A&E » Book Review

Josh Russell's new novel explores grad school's savage lot

A True History of the Captivation, Transport to Strange Lands, & Deliverance of Hannah Guttentag: A Novel puts higher ed in a low light



Being in graduate school is a lot like being kidnapped, or so Decatur-based author/professor Josh Russell would have us believe. His new novel, A True History of the Captivation, Transport to Strange Lands, & Deliverance of Hannah Guttentag: A Novel, out Aug. 14, recounts the story of the title character as she graduates from the University of Tennessee and goes off to Cornell to pursue a Ph.D. in English. The stuff of Guttentag's life slowly begins to resemble the conventions of the "captivity narratives" she studies, in which female narrators recount allegedly true stories of being kidnapped by "savages" in the early days of colonial America.
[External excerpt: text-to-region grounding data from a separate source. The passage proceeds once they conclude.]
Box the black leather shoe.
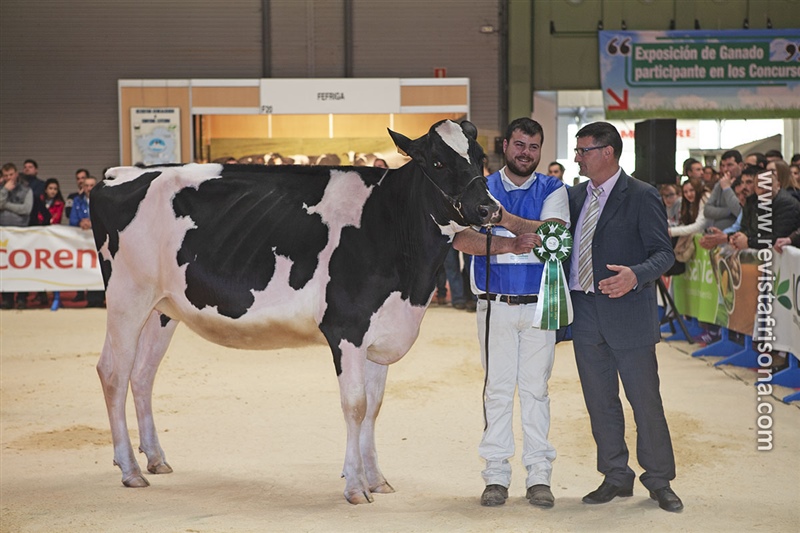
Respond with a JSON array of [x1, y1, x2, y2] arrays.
[[649, 487, 684, 512], [480, 484, 508, 506], [526, 484, 554, 508], [582, 481, 634, 504]]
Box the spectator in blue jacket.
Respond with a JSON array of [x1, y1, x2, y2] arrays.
[[69, 176, 104, 307]]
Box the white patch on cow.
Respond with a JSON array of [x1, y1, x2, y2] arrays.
[[306, 170, 372, 230], [435, 121, 470, 164], [102, 163, 223, 187], [434, 215, 470, 242], [354, 291, 427, 365]]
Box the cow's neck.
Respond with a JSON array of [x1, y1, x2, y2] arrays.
[[377, 166, 455, 304]]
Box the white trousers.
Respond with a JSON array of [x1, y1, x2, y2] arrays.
[[476, 299, 557, 488]]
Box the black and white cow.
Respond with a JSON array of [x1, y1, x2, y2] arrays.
[[90, 120, 500, 504]]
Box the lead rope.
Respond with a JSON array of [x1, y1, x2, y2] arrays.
[[482, 227, 493, 431]]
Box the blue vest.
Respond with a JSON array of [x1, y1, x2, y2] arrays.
[[472, 171, 563, 295]]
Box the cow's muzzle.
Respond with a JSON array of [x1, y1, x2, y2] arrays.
[[478, 202, 502, 227]]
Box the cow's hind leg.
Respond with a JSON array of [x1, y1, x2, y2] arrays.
[[361, 359, 394, 494], [131, 310, 178, 475], [337, 342, 373, 504], [97, 305, 153, 488]]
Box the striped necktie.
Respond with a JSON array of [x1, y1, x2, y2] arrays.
[[578, 186, 603, 293]]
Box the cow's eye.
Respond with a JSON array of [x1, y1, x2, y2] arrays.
[[433, 161, 444, 169]]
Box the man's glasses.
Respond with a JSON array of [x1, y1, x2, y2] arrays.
[[574, 145, 608, 156]]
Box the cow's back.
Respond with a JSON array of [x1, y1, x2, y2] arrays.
[[93, 163, 385, 350]]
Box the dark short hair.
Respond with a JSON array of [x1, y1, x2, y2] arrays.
[[2, 162, 17, 172], [682, 157, 700, 174], [76, 168, 90, 177], [741, 164, 761, 177], [765, 149, 783, 160], [548, 161, 565, 172], [745, 152, 767, 168], [721, 150, 742, 164], [23, 159, 38, 168], [576, 122, 623, 160], [505, 117, 544, 145]]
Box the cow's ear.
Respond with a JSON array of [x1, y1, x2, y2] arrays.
[[460, 121, 478, 140], [388, 128, 413, 157]]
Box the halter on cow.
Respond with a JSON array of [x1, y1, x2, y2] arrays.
[[90, 119, 501, 504]]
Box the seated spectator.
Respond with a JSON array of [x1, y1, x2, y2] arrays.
[[744, 152, 767, 169], [372, 158, 388, 169], [699, 177, 748, 250], [20, 159, 46, 199], [33, 178, 65, 225], [1, 162, 33, 309], [682, 157, 704, 183], [547, 161, 565, 181], [765, 149, 784, 163], [669, 177, 707, 237], [660, 183, 681, 227], [790, 162, 800, 183], [69, 176, 95, 229], [702, 165, 718, 192], [69, 176, 105, 307], [729, 164, 800, 250], [66, 168, 88, 219], [773, 160, 800, 203], [703, 150, 744, 230], [774, 228, 800, 253]]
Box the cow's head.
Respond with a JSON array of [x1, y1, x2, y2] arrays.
[[389, 120, 501, 228]]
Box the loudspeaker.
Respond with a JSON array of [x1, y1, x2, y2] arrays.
[[634, 119, 677, 185]]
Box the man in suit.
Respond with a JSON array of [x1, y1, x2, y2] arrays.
[[567, 122, 683, 513]]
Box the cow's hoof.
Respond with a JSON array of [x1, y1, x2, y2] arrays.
[[345, 490, 374, 505], [148, 462, 173, 475], [370, 481, 395, 494], [122, 474, 150, 488]]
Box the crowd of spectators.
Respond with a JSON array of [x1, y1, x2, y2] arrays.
[[1, 160, 103, 309], [661, 149, 800, 344]]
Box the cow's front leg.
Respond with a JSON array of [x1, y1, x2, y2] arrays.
[[361, 359, 394, 494], [337, 341, 372, 504]]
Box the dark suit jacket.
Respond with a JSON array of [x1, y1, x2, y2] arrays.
[[568, 171, 674, 350]]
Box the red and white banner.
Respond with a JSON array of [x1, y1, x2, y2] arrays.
[[0, 226, 104, 291]]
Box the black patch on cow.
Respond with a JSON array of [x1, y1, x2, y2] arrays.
[[172, 165, 336, 319], [319, 167, 452, 374], [90, 171, 163, 287], [160, 314, 172, 327]]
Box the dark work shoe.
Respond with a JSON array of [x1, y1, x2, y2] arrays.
[[582, 481, 633, 504], [649, 487, 684, 512], [526, 484, 554, 508], [480, 484, 508, 507]]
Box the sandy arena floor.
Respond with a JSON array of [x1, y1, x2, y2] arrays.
[[1, 305, 798, 532]]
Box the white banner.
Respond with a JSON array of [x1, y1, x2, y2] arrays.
[[771, 245, 800, 354], [259, 78, 401, 115], [0, 226, 104, 291]]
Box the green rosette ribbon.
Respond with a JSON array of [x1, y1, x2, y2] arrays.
[[532, 221, 573, 330]]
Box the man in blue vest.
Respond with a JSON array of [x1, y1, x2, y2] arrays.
[[454, 117, 569, 508]]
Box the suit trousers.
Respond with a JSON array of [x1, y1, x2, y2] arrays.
[[476, 299, 557, 488], [570, 290, 676, 491]]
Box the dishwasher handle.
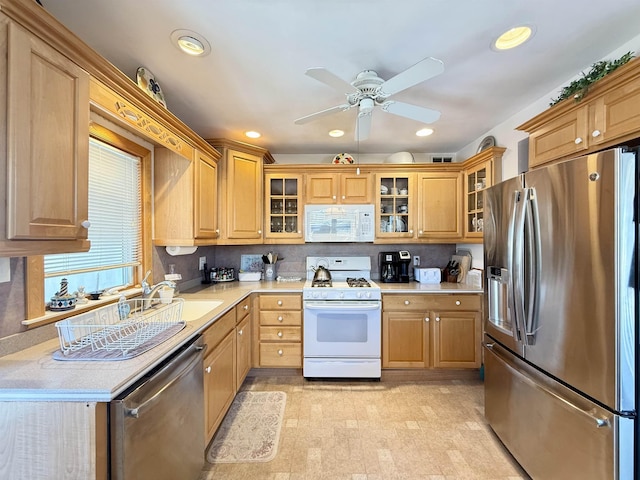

Russell, who teaches at Georgia State University, was awarded a 2006 National Endowment for the Arts Literature Fellowship, which allowed him to complete his Townsend Prize-nominated 2010 novel, My Bright Midnight.

What does the story of a woman attending graduate school in the early '90s have to do with the captivity narratives of the 18th century? What made you want to put the two things together?

I've long had an interest in the form of the women's Indian captivity narrative. For years and years I thought about writing one. My first attempt was a satirical historical novel, but I got about three pages in, and it was the least funny satirical novel anyone had ever written. I put the idea on the back burner. Finally, it came to me that the most contemporary version of the women's Indian captivity narrative would be a narrative about someone going to graduate school. These people who live in urban areas of civilization go off to the "woods," or rural areas where a lot of these colleges are. The typical laments in women's Indian captivity narratives are: You have to eat strange food, you have to listen to people say strange things, you have to watch them do these weird dances. I was like, "This is grad school." That was the start, the rough version. In the book, she ends up studying captivity narratives so there's this slightly meta-fictive element.

The book is mostly set in Ithaca, N.Y., and Lincoln, Neb. Are these places you know well? Did you visit them as part of your research?

They're places that are useful to me because of the fact that I've been there but I haven't spent enough time to get to know them very well so I can just kind of "make them up." I wasn't overwhelmed by the details of reality. I think it would have messed me up if I'd gone back to them for the novel.

Do you ever write about places where you're currently living or is it always about places that are in your past?

I'm trying to do it right now and I've had to come up with a trick to manage it. I can't really write about the place where I'm living. I'm overwhelmed by it. I feel this weird responsibility to verisimilitude. When I lived in New Orleans, I couldn't write about it. From a distance I can sort things out and make them fit into the imaginative narrative. My first book about New Orleans, Yellow Jack, I wrote when I was living in Boulder, Co. My second novel, My Bright Midnight about New Orleans, I started in Georgia and finished in Nebraska the summer I was out there. This last book I wrote here in Georgia and never does anyone come to Georgia in it.

You grew up in the North, but currently you live in and write a lot about the South. There are lots of famous examples of writers who do the reverse — who grow up in the South and make their way North — but there aren't many writers who have followed your path.

I grew up in Illinois and Maryland. My wife is a native Southerner. She was born in Virginia and spent a lot of time in Alabama and Louisiana growing up. She refers to me as a carpetbagger. I like it. At one point I proposed to a poet that I know that we edit something called "The Anthology of Carpetbagger Lit." I was trying to claim it was a genre, but it would have been a very short anthology. I think one of the reasons the South has always appealed to me is that it has a literary tradition it's fiercely proud of. It is nice there's a lot of pride, and it's a pride that extends beyond writers and highbrow readers. It makes it a great place to live and to work.